London-based saké brewery to debut ‘nonconformist’ junmai daiginjo

Kate Malczewski

Kate Malczewski

16 April 2019

No style in the rich and varied world of saké is more revered than junmai daiginjo, typically prized for its elegant, floral, lightly sweet character. But Peckham-based saké brewery Kanpai has set out to spotlight a different side to this A-list category with the forthcoming launch of Kiku, its first junmai daiginjo.

Kiku is also the first in Kanpai’s new limited-edition series of sakés developed to showcase different rice varieties, yeast strains and milling rates. Since opening the brewery in 2017, Kanpai’s co-founders and brewers Tom and Lucy Wilson have sought to make unconventional sakés with drier palates. They recently doubled down on this vision by moving their brewery to a larger space more conducive to experimentation, complete with a taproom.

Kanpai's take on the junmai daiginjo style adheres to the Wilson's maverick brewing philosophy: ‘We wanted to create something with a unique, unadulterated flavour profile,’ Tom Wilson told Imbibe. ‘Kiku is dry and robust, with lots of savoury notes.’

For a saké to qualify as junmai daiginjo, each grain of rice used to make the liquid must be milled to at least 50% of its original size, and no extra alcohol can be added to the brew. Because of their delicate, nuanced flavour profiles, most junmai daiginjo sakés exported to the UK are best served chilled, without any overpowering foods.

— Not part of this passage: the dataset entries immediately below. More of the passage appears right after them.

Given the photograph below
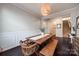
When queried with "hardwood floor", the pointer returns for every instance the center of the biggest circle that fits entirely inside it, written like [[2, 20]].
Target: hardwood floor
[[63, 49]]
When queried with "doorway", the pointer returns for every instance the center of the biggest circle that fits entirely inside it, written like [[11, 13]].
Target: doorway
[[66, 28]]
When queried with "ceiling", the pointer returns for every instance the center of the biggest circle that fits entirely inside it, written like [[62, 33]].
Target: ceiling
[[35, 8]]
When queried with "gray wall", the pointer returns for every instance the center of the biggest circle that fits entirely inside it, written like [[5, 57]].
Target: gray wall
[[73, 13], [15, 25]]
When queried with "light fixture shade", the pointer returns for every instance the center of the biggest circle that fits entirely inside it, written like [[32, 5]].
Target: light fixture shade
[[45, 9]]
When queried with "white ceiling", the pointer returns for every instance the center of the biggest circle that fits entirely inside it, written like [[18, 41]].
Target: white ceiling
[[34, 8]]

‘What people are used to drinking here is a more recent style of junmai daiginjo that’s come out of Japanese export market, led by competitions,’ explained Wilson. ‘Brewers chase the pinnacle of a style of saké that’s been winning medals, and a lot of breweries conform to a certain formula of milling, rice and yeast that creates a certain flavour.

‘But there are smaller breweries that typically can’t export, and they make different styles of junmai daiginjo. You can even drink them warm if they have the right umami backbone.’

Inspired by these smaller Japanese breweries, the Wilsons crafted Kiku to be enjoyed warm, with a robust character specifically suited to food pairing. As such, it’s set to launch at a pop-up dinner on 1-2 May in partnership with Michelin-star-trained chef Paul Frost, who devised a flavourful menu to highlight its food-matching abilities.

‘We’re showcasing the antithesis of mass-produced saké, with small production runs and no automation. We didn’t want our junmai daiginjo to conform to what’s already on the market,’ said Wilson.

Bottles of Kiku can be reserved ahead of the saké’s launch on 1 May directly through the brewery, but act quickly – there are just 260 available.